Photograph by Twenty20

I'm sure by now you've read all those nostalgic articles about giving your kids a 1982 summer or a 1970's summer or a 19-whatever-someone-has-decided-was-the-best-decade-ever summer.

Let them play outside all day long with no idea of their whereabouts, they say. Let them be bored and build forts and get sunburns and drink Kool-Aid with questionable ingredients.

Call me Matthew McConaughey, but I'm calling bullshit on that one.

Because while that all sounds well and good and like so many of our childhood summers, the truth is, life is different now. I wasn't even alive in 1982, nor do I have plans to buy Kool-Aid for my kids or let them wander the streets until dusk anytime soon. And I'm 100% down with skipping those things. I don't even like Kool-Aid.

The point is, I'm not giving my kids a 1980's summer or a 1970's summer because it's not 1980.

It's 2017, and for us, that means fully embracing all the benefits that come along with that—especially the technology that makes our lives possible. Who's to say we can't have just as awesome a summer with modern-day conveniences? Who's to say central air-conditioning and Snapchat filters and drive-thru iced coffees are a bad thing?

Do you want to know what my kids did yesterday? They watched at least three hours of TV in the morning with the air-conditioning on full blast because it was the first freaking day of summer and they could and also Mama had some work to get done on the computer and also it was close to 100 degrees outside. No shame and no guilt in my game. Then, we hopped in our minivan (also air-conditioned), where a certain princess movie involving a frog was most definitely playing and went to the pool for the afternoon.

Quite honestly, screens are making our summer possible. And I refuse to feel bad about that.

After that, the power of the babysitting screen was in full force again and let me get a workout done while all four kids watched yet another show. Again, no shame and my biceps and my mental health were both thankful for Netflix on-the-go. And for dinner? A wholesome pizza take-out followed by a rousing game of soccer with their uncle and—you guessed it—another show, this time a family viewing of our favorite "American Ninja Warrior." While we watched as a family, I worked on finishing up more work and then it was bedtime for all.

Throughout our first "official" day of 2017 summer, we can definitely see a theme emerging: It is the summer of screens.

And I refuse to feel bad about that.

Screens allow me to do my job from home, which means I got to be the one to decide that my work was done for the day and be the one to pack up my kids and actually swim with them in the pool. Screens mean that I was able to enjoy a show with my family at night while making enough to pay for volleyball camp for my daughter next week. Screens mean that, even with four young kids in tow and no childcare, I am able to go to the gym almost every single day, something that makes me a better mom and a happier person.

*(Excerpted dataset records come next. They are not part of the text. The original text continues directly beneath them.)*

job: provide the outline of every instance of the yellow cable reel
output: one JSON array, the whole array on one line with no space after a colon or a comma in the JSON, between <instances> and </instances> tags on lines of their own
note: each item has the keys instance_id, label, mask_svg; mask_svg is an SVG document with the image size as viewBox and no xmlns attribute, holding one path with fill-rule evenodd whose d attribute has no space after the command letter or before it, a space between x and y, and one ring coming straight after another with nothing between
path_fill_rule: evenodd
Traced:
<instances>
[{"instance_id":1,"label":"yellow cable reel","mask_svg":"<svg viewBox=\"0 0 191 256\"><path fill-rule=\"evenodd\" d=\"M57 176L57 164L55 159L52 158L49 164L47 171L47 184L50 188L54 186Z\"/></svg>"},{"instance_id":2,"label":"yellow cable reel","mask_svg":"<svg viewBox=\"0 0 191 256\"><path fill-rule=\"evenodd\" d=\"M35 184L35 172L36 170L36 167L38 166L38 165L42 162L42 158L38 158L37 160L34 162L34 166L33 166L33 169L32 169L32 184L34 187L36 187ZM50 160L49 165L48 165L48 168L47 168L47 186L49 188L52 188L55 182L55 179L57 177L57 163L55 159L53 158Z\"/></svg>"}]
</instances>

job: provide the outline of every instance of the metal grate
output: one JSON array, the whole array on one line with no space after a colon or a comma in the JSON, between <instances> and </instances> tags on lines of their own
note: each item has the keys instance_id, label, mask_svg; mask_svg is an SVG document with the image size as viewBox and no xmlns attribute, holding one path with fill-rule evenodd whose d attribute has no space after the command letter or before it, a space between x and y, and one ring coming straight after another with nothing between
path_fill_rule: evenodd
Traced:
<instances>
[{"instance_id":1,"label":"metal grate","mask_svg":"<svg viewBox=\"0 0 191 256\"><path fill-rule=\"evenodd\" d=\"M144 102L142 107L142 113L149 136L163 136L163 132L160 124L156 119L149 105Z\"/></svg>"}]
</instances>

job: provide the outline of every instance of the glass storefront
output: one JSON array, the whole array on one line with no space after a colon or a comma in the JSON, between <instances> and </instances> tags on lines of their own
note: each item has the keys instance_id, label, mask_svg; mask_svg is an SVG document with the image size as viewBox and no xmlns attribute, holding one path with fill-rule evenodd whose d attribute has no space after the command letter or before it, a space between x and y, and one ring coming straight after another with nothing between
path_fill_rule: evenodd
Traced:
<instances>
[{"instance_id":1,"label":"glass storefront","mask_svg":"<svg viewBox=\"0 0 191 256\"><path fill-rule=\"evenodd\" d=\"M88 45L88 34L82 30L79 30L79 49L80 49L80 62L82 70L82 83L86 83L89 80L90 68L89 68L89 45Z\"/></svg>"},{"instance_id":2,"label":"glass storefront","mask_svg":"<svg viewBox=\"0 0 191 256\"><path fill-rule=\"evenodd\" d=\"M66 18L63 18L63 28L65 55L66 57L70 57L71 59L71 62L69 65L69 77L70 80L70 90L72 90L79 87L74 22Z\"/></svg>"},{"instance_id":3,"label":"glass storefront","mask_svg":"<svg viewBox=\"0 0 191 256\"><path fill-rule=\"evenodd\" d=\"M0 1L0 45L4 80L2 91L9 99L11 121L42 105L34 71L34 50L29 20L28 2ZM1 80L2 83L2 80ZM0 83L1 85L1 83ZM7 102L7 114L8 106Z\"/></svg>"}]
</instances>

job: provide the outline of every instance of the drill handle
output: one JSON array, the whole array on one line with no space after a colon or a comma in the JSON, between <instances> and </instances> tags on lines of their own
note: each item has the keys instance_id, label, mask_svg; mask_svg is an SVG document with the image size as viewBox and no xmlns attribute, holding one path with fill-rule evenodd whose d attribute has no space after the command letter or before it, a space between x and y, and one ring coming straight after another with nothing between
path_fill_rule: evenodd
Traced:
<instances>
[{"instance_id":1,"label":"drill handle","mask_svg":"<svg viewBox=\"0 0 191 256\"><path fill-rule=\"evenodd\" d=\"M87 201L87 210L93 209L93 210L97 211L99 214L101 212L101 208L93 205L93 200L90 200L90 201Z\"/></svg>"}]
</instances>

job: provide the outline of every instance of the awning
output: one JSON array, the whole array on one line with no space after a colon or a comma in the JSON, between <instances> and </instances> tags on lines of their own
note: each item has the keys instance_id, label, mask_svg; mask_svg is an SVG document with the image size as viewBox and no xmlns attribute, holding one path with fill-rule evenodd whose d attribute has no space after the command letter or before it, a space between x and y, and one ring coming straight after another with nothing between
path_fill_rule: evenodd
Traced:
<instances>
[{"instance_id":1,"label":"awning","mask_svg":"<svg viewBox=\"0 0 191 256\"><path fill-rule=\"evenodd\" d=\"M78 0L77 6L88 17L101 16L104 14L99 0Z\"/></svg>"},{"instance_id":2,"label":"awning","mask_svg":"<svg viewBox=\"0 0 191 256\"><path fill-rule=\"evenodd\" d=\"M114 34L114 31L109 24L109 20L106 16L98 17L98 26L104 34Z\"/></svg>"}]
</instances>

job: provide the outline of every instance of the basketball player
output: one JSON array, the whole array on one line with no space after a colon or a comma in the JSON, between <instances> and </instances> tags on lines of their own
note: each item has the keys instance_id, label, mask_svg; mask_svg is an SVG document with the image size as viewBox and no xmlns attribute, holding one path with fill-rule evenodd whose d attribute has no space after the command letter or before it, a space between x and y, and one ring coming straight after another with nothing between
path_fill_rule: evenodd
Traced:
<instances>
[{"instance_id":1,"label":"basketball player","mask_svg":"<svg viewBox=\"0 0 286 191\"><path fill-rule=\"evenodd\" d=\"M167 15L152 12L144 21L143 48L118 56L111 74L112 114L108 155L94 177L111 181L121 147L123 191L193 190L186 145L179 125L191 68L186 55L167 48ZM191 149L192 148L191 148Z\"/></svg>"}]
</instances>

Screens mean that every day when my kids wake up and find me working away at my computer, coffee cup in hand because I've been up since 5 a.m., we are able to spend the day together when my job is done. Screens mean that I get to be here with my kids and witness those magical summer moments.

Quite honestly, screens are making our summer possible. And I refuse to feel bad about that.

So maybe my kids are watching cartoons in the morning or happily singing away to "Moana" in the minivan while I drive us through town for my iced coffee or laughing their heads off to their faces on Snapchat while we wait for our grocery pick-up that I most definitely ordered via a screen and their summer memories are going to be a little different than mine were.

But you know what? The important stuff is all still there.

We're still together, we're still making memories and having fun and trust me when I say there's still plenty of playing outside and splashing in the pool and bike-riding and late-night talks and camping under the stars and catching fireflies and ice cream.

The only difference is that, thanks to a few well-placed screens, I get to be a part of it all. And I'll take that over Kool-Aid any day.